Clinician scientists within Infectious Diseases along with principal investigators in the Center for Vaccines and Immunity and the Center for Microbial Pathogenesis at The Research Institute are dedicated to improving care for children with infectious diseases. Laboratory and clinical-based research studies are informing new treatment strategies by revealing how bacteria and viruses affect children’s immune systems.
Featured Research Projects
Hepatitis C Infection, Vertical Transmission from Mother to Child During Childbirth
Investigators in the Center for Vaccines and Immunity at The Research Institute are focused on understanding the role of T-cell immunity in the vertical transmission of the hepatitis C virus (HCV). Vertical transmission of HCV, passage from mother to child during pregnancy or birth, occurs in approximately five percent of pregnancies of HCV-infected mothers and is now the leading route of infection in children.
Although T-cell immunity is known to be critical for control of acute infection in adults and animal models of HCV, the roles of maternal and infant T-cell responses in preventing vertical transmission and reasons for their failure remain unknown. To address these issues scientists are studying how T-cells respond to HCV antigens in a group of HCV-infected pregnant women and their infants.

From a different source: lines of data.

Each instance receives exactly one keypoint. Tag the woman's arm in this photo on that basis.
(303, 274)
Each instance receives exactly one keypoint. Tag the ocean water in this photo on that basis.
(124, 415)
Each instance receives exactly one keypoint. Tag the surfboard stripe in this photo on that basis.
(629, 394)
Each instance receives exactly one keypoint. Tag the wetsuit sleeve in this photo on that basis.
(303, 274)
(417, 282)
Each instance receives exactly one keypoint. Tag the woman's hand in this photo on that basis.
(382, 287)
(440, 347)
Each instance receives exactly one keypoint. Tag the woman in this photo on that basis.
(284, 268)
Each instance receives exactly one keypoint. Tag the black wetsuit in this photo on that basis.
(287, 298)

Learn more about this project’s lead investigator, Jonathan “Rob” Honegger, MD.
Understanding and Protecting Against Middle Ear Infections
Investigators in the Center for Microbial Pathogenesis at The Research Institute are studying otitis media (middle ear infection), specifically how respiratory tract viruses predispose the middle ear to invasion by any of the three bacteria most often responsible for middle ear infections.

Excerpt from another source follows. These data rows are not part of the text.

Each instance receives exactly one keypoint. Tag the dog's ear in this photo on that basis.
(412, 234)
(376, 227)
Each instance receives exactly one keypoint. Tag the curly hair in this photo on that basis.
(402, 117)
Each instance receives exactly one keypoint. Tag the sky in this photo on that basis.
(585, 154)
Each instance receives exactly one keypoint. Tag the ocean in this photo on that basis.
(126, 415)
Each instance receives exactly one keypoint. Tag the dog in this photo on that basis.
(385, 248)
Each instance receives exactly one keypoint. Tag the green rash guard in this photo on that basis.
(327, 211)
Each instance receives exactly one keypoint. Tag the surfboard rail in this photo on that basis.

The research team is also investigating how a host’s immune system responds to this infection, especially infection caused by the bacterium nontypeable Haemophilus influenzae, and how the microbes defend themselves against the immune system.
Using multiple approaches including an animal model of viral-bacterial superinfection, scientists are attempting to identify potential molecular targets for the design, development and pre-clinical testing of vaccine candidates. The long-term goal is to develop novel methods to treat or prevent otitis media.
Global Studies to Develop New Treatments for RSV
Respiratory syncytial virus (RSV) infection is the leading cause of hospitalization in infants in the United States; however therapeutic options are limited and no vaccine is yet available. To gain insight in to how RSV develops, investigators in the Center for Vaccines and Immunity at The Research Institute have designed a global, multidisciplinary approach, performing studies in the mouse model of RSV and in children with respiratory viral infections. In parallel, scientists perform detailed studies on the virus itself and are characterizing the host differences in disease severity. Gene expression analyses has allowed the team to better understand the mechanisms of the disease, and also assess disease severity, responses to therapy and eventually predict outcomes in children with RSV, influenza or rhinovirus infections among others.